The hiking group consisted of Emily H., Nicolette, Caitlin, Tristin and Grace. Two translators, James and Jean, and Gemy, one of the main community engagement staff for Friends for Health in Haiti (FHH), fortunately accompanied us. If you could see us before our hike to a small village, we looked pretty good considering the melting humidity and lack of conditioner. We then set out for a 2-hour hike, one way, by foot from the main clinical in Gatineau. Not only did we make it in record time (less than 1.5-hours), but also we were able to take a small break before starting our interviews. We were surprised when Gemy pulled a basket of coconuts from the church where we were surveying. The basket held a young coconut for each of us. If anyone has never seen a fresh young coconut, it looks nothing like what we find in the grocery store. It is about 3 times as big with a yellow, fibrous covering. Gemy pulled out a machete and starting slashing the large yellow fruit. We didn’t know where this activity was heading until we saw the bright white and juicy flesh of the coconut. Gemy crafted each coconut to allow drinking of the milk and then cut it to enjoy the flesh inside, he even made us spoons from the shell to assist us in indulging. This was extremely thoughtful considering how much we need the rehydration. Coconut water has amazing electrolyte and fluid rehydration effects and was graciously given. We sucked down our coconuts and enjoyed the view.
At first we wondered if the community knew we were coming. No one was around other than our small group. Until approximately 11:30, we were just waiting. Then, like a flock, men, women and children came into the church to welcome us. We had a small prayer and, before we knew it, the small church benches were full. We introduced our project and ourselves. Each of us said our names in Kreyol and everyone enthusiastically tried to repeat back our names. We have never seen such excitement about sanitation!
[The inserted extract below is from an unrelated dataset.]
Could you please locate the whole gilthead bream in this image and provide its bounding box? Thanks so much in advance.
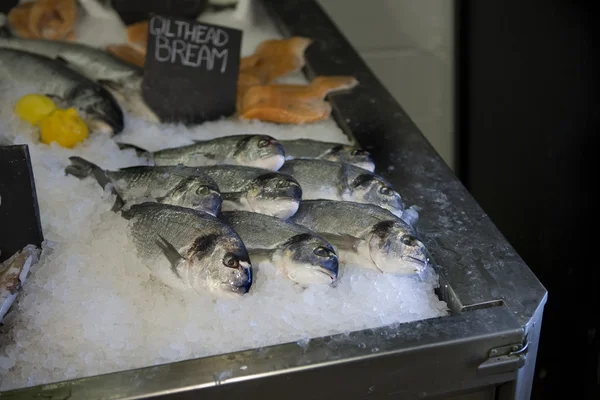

Our next step was to assemble two groups each with a translator, two students and a community member to interview. Not only did we find that people walked hours to meet us, but that they had a wide range of water and sanitation knowledge. We were pleasantly surprised at the wide range of information they had about water treatment and storage. Since cholera has hit Haiti so hard and many of the interviewees had lost at least one person close to them from the bacteria, almost all expressed concerns about safe water, waterborne illnesses and latrines. We were able to explore more deeply about how they treat water (including aquatabs, Clorox and boiling) and where they store it. Many of these questions give us an idea of what the community needs and what their current resources are. We were able to crank out over 40 interviews though we kept wishing we had more time to talk about their ideas about what can be done to help.
By the end, we could hear the rain clanking on the tin roof of the church. We knew we’d get wet. However, we didn’t realize the elevation changes causes some major mud pits. Needless to say, we took a few digs into the mud. Our lovely Nico was going so intensely that her poor pants even ripped because of her long leg stretch to a non-muddy area. That’s commitment! Thank goodness the pants are double seamed! Marching back into the clinic after some wonderful good samaritans offered directions on the trail, we were covered in mud but felt hugely successful. The other half of the group was waiting on our arrival and we hopped in the truck to head back to Jeremie where a wonderful dinner awaited (along with a much needed shower!!).